Friday, October 23, 2015

Why Philosophers Should Stay Out of Politics

Here. 

3 comments:

planks length said...

I must be doing something wrong. When I download the paper, I just get random characters. Could you give us the gist of the paper?

Victor Reppert said...

I think you have to sign into academia.edu before you can download. But the idea is that academics have to analyze the issues and come to terms with them fairly and honestly, and not pay attention to what the political implications of their statements are.

An example of this would be criticisms of Thomas Nagel. Nagel is a non-theist who develops a lot of the arguments against naturalistic materialism that I do. But he thinks you can accept the arguments supporting the idea that reason and "the mental" is fundamental to the universe without becoming a theist. In the process he is critical of the overuse of evolutionary biology to explain everything. Now, I can understand why many secularists think that he's mistaken, that materialistic naturalism doesn't have quite the severe problems Nagel thinks they do. But, on top of this comes strong message that he's giving aid and comfort to religious believers and even (gasp!) intelligent design advocates, and they virtually imply that if that is what he really thinks he ought to shut up about it because of the bad political implications of making his case. After all, you don't want someone giving ammo to those "armies of the night." When people criticize them for heresy hunting, they just reply by saying "We're just criticize arguments we don't accept. Shouldn't all ideas be open to criticism?" But no, you aren't just doing that, you're saying his ideas lead to "mischief" and one philosopher, perhaps jokingly, said that his books should be put on a modern secular version of the Index of Forbidden Books.

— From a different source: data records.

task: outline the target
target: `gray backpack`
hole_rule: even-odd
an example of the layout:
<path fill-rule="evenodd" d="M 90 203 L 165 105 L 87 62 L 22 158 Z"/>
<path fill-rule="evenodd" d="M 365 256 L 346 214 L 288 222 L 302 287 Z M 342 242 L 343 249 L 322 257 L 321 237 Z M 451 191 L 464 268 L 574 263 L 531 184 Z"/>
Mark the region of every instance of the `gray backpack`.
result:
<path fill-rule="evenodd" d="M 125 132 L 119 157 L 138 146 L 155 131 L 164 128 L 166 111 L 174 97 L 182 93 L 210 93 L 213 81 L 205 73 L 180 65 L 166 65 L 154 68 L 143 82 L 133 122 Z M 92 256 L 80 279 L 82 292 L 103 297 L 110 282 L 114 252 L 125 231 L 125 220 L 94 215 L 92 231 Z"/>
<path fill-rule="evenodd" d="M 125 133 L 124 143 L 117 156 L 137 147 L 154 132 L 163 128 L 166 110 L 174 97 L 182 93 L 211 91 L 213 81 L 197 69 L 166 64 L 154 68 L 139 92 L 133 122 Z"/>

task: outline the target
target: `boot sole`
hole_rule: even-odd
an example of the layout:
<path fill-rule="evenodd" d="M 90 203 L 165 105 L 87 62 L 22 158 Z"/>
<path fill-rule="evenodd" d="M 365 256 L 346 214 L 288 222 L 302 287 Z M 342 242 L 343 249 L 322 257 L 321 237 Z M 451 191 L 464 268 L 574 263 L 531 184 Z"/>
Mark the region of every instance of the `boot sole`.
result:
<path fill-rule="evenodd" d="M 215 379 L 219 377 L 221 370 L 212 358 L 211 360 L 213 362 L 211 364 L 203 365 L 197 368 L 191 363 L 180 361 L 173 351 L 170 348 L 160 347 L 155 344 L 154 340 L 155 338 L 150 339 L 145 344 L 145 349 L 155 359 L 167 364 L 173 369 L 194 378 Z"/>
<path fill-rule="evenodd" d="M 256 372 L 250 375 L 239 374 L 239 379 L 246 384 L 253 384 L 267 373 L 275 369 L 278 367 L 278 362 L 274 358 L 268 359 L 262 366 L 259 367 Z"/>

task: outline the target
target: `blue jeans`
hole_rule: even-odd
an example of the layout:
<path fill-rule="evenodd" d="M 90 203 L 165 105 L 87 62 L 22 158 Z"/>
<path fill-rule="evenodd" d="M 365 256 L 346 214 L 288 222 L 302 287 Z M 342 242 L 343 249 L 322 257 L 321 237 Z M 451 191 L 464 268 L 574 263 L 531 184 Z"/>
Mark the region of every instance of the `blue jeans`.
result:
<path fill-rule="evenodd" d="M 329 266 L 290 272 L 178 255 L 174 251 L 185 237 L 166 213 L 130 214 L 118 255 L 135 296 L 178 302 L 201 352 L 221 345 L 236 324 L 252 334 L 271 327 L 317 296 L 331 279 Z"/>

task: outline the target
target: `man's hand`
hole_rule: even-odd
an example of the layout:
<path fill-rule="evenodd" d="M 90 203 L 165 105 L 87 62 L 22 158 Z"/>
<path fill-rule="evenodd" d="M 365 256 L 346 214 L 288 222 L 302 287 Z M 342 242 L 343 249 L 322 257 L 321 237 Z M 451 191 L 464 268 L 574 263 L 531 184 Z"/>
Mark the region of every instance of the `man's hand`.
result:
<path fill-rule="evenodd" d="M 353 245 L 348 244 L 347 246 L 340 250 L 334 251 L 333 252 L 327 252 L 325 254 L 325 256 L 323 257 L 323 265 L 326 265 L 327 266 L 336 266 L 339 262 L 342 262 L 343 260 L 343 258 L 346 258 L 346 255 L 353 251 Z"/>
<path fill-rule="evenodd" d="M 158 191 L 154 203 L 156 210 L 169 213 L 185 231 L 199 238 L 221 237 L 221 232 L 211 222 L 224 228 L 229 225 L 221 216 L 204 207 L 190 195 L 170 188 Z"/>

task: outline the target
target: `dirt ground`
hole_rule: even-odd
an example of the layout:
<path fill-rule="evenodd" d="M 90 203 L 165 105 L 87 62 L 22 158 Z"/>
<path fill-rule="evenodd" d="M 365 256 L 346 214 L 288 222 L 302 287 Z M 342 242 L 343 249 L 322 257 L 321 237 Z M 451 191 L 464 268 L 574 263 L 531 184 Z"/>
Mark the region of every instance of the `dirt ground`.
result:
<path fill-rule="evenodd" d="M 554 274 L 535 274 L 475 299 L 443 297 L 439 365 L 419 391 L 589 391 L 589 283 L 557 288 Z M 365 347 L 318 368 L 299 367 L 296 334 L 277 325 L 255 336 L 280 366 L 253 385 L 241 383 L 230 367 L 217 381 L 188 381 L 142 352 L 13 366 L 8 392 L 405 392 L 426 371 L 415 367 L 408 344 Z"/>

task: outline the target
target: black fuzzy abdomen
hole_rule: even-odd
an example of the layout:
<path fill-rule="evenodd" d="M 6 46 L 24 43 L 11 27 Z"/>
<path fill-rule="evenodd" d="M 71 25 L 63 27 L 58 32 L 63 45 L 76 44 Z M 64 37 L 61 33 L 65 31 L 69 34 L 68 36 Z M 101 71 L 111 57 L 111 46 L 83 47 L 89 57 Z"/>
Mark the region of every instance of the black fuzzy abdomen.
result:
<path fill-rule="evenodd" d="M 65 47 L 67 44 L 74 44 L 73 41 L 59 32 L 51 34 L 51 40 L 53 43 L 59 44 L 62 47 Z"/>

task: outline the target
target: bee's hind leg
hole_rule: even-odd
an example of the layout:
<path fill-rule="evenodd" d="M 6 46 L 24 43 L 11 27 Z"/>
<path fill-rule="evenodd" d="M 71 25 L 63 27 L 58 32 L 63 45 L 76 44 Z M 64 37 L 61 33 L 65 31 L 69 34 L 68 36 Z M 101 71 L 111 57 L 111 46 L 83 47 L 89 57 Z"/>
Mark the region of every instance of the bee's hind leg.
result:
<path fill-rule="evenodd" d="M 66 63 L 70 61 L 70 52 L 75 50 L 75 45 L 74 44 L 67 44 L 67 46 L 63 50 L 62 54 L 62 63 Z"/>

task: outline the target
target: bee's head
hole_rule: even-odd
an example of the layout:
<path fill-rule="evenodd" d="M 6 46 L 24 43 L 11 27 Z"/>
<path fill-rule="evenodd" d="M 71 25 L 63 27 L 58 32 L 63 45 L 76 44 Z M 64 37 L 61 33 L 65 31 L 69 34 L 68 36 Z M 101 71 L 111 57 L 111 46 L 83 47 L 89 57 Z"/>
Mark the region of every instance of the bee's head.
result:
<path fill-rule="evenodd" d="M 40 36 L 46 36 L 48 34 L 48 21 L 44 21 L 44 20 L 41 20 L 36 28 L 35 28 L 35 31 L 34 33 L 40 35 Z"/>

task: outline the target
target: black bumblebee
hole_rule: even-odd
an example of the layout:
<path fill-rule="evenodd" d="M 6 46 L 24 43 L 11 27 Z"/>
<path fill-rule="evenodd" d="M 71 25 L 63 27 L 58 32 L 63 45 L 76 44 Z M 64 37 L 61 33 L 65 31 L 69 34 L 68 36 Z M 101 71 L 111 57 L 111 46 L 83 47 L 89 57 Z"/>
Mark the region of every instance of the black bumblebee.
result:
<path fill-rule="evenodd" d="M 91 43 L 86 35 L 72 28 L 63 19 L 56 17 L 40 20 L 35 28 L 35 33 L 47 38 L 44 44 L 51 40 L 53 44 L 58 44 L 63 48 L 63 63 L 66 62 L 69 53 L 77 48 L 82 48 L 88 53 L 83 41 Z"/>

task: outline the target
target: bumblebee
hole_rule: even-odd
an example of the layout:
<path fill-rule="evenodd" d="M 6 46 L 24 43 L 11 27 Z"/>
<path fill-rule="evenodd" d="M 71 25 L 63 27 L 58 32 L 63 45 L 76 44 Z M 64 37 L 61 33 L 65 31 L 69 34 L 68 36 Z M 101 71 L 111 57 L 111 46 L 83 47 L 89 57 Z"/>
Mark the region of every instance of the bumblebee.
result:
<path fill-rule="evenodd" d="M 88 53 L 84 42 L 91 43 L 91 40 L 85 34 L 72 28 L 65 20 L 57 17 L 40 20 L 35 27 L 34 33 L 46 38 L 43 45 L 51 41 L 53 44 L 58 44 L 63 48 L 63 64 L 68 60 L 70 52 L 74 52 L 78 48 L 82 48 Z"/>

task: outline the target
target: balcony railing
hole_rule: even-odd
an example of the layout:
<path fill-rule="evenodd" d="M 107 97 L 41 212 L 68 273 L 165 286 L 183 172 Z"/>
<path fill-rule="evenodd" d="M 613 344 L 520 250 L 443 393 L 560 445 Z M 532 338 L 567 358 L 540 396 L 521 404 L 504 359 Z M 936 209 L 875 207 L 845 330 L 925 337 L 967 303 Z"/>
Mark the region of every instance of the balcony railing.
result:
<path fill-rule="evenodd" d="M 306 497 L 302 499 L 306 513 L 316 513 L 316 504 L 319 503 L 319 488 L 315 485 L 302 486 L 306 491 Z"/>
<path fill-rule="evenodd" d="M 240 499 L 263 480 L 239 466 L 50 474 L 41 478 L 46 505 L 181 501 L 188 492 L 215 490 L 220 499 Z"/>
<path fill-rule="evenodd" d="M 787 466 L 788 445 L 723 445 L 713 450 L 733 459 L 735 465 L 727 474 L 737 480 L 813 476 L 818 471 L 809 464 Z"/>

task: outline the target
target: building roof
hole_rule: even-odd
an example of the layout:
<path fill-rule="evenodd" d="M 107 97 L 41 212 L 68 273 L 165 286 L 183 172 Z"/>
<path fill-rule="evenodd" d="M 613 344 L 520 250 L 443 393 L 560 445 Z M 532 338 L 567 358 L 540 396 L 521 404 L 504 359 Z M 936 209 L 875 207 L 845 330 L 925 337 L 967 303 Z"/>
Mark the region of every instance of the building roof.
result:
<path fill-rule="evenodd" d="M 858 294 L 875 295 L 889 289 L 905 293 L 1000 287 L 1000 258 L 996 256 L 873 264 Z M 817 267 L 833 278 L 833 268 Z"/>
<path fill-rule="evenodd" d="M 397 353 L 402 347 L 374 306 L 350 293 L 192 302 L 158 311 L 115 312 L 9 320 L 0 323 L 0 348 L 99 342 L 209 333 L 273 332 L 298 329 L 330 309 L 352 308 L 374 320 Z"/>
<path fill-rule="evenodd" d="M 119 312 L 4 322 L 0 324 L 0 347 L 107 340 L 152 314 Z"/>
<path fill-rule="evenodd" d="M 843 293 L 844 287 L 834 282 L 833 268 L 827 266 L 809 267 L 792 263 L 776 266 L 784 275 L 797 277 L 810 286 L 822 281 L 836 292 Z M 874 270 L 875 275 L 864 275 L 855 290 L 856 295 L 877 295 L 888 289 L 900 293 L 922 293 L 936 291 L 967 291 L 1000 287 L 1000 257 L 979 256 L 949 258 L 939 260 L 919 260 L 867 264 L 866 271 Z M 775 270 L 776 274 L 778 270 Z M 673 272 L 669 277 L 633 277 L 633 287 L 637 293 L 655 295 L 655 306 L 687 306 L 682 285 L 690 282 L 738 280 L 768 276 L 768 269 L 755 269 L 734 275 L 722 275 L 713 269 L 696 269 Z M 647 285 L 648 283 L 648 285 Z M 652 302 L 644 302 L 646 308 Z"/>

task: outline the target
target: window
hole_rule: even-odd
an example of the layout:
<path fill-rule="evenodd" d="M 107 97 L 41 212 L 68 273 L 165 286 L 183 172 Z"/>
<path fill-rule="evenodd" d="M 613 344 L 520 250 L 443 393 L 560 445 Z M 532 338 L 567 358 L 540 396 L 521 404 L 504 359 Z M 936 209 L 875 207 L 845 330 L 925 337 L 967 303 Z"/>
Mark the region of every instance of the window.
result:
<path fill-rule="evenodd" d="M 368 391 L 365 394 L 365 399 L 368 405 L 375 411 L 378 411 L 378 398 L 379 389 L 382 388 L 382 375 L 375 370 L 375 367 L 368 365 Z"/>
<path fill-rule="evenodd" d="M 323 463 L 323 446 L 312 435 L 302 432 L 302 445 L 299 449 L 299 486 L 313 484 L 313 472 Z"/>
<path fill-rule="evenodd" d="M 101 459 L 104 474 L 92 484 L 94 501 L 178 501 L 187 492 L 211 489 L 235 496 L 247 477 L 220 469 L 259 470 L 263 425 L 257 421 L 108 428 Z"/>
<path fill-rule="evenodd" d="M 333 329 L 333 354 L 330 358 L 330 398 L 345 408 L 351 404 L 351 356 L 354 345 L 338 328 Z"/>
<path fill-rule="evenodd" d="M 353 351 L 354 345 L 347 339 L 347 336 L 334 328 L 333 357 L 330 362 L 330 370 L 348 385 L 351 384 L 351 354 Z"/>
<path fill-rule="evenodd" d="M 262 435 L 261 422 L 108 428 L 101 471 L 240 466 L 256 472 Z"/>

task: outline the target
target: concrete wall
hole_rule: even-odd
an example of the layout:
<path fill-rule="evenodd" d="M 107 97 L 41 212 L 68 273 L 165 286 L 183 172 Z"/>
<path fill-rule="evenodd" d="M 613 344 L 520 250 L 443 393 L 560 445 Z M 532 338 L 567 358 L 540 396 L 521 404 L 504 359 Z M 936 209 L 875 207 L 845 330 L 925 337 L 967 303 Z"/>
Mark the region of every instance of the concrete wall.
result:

To them, I want to say, cut the political correctness and follow the argument where it leads.

The paper argues that the political involvement of philosophers may lead them to not give fair consideration to positions that could be used to support their political opponents. I am inclined to agree.

oozzielionel said...

I was a bit surprised by the repetition of the word "truth" over 50 times in an article about politics. I had expected that postmodernism would have eliminated the idea of truth from political philosophy. I was also surprise at how quickly the dialectical tension theory of competing ideologies was dismissed as a process for political process. Truth is hard to find these days in political discussions. Even fact-checking tends to be tainted by ideology.